A pivotal organisation

July 2020

“The NHS, as the largest employer in this country, is an anchor institution in many communities.”
Sir Simon Stevens

At the heart of the NHS Long Term Plan is the implementation of a new service model which seeks to deliver properly joined-up care at the right time in the right place. This is a response to challenges presented by demographic changes and resource constraints, as well as a core ambition to improve outcomes for communities.

As has been stated in earlier bulletins, for the health and wellbeing of communities to improve, many parts of complex health and care systems must work together. This collaboration involves patients and service users, GPs, hospitals, local authorities and the independent and voluntary sectors, among many others.

However the Long Term Plan also recognises the role of the NHS as an ‘anchor institution’ in its own right. As an employer of 1.4 million people, with an annual budget of £114 billion in 2018/19, the health service creates socio-economic value in local communities. A 2019 report by the Health Foundation defines anchor institutions as:

“Large, public sector organisations that are called such because they are unlikely to relocate and have a significant stake in a geographical area – they are effectively ‘anchored’ in their surrounding community. They have sizeable assets that can be used to support local community wealth building and development.”

Local power

NHS organisations have an enormous local impact through how they structure their procurement and spending power, operate as an employer, and use the estate. Most NHS Trusts are major local employers, with a clear local multiplier effect from the NHS payroll. Similarly, the environmental impact of the NHS is sizeable, contributing over 5% of the UK’s greenhouse gas emissions. The NHS estate also has huge potential to expand access to community and green space, and to collaborate in the delivery of affordable housing.

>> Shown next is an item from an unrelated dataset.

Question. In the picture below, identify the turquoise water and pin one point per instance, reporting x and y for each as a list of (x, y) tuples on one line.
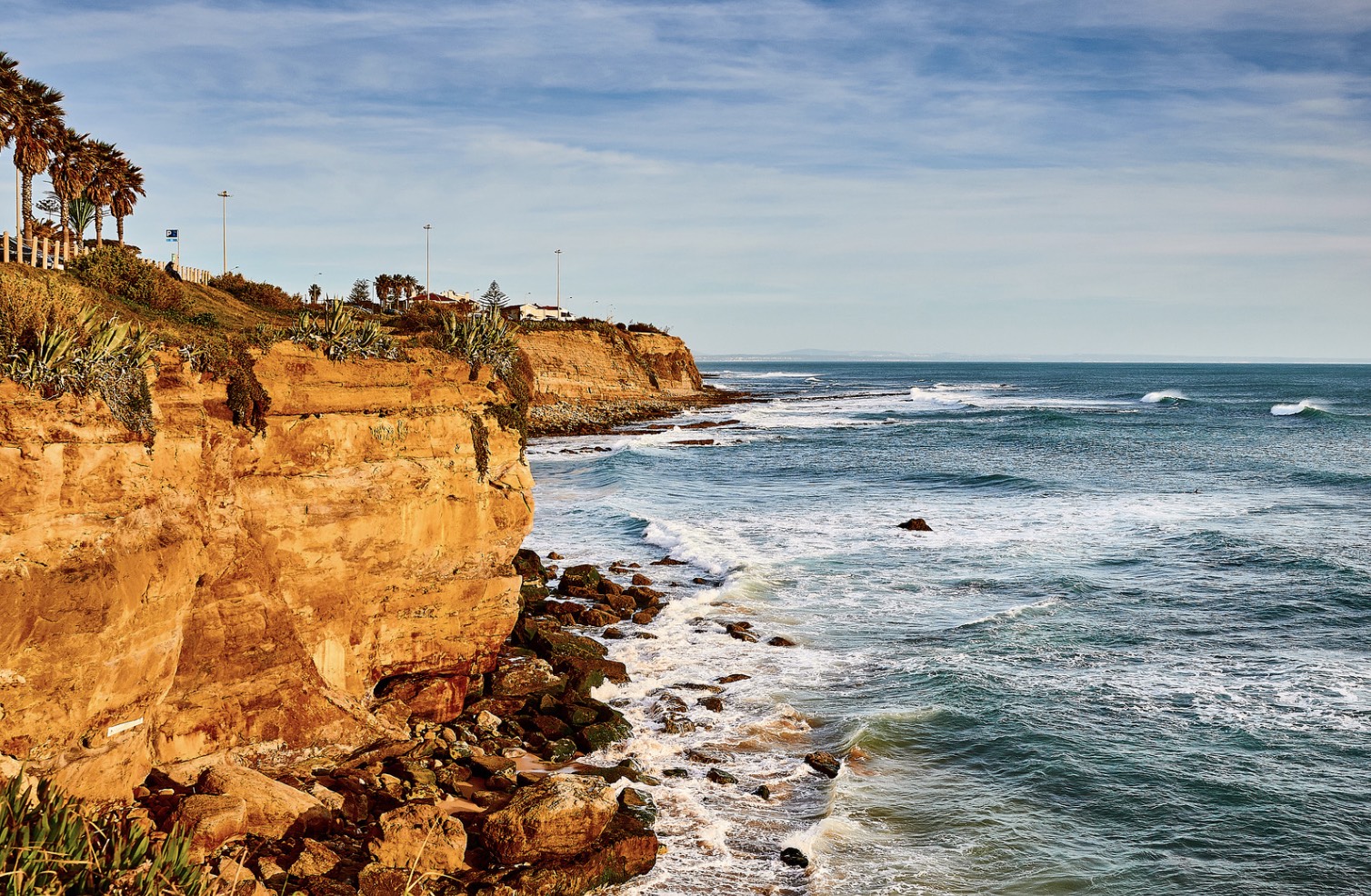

A recognition of the social determinants of health provides the basis for much of the integration initiatives and population health management approaches being progressed by dedicated teams throughout the country. Housing, access to education and training, employment and working conditions all contribute to health and wellbeing inequalities for communities. These social determinants are aligned with the factors that make the NHS an anchor institution.

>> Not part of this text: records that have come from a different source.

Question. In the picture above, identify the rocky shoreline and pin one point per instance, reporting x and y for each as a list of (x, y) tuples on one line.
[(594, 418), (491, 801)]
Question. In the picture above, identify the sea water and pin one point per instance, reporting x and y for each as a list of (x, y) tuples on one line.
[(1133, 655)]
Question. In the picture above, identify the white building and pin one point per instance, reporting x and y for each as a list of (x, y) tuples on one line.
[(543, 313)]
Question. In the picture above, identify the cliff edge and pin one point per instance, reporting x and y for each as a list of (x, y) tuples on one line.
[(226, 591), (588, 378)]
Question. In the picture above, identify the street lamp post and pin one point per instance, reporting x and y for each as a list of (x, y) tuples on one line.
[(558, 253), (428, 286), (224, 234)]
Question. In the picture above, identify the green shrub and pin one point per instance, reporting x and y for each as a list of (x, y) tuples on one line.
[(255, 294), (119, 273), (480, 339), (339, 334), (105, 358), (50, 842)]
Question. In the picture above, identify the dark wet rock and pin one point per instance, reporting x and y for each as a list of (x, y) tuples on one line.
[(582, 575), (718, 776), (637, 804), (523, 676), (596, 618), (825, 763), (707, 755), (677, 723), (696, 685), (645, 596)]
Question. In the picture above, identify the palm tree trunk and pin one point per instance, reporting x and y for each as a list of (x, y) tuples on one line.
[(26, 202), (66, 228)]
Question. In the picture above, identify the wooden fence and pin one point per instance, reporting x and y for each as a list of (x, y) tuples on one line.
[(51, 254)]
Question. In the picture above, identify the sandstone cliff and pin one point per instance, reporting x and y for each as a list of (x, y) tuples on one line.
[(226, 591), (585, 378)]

These issues present important challenges and opportunities related to defining an effective healthcare system, and in particular how the power of the NHS can be harnessed to improve community wellbeing and support sustainable healthcare delivery for generations to come.

The role of a board member within this endeavour is of course to be more than observer or commentator. Those in leadership positions must embrace the solving of ‘wicked issues’ as part of their accountability.

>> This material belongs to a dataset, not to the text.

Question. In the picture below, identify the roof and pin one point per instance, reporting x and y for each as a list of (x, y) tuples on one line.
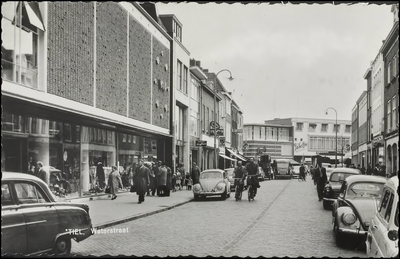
[(346, 170), (365, 178)]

An opportunity for the NHS

The concept of anchor institutions emerged in the United States in the 1960s in response to deindustrialisation which undermined domestic manufacturing and impacted the wellbeing of communities. In the United Kingdom, the 2013 Witty Review encouraged British universities to address the ‘third mission’, requiring institutions to help facilitate economic growth, shifting beyond the traditional focus on knowledge transfer.

The NHS in 2020 now has the opportunity to take a proactive stance in its role as an anchor institution, leveraging its considerable resources and emergent collaborative culture to contribute to the sustainable wellbeing of the communities it serves.

Questions for boards

We would invite boards to consider the following questions:

  • How are you ensuring that the board understands the organisation’s role as an anchor institution?
  • What anchor approaches are contributing to the population health management agenda in your local area?
  • How is the region identifying learning in order to assess and scale up successful anchor approaches?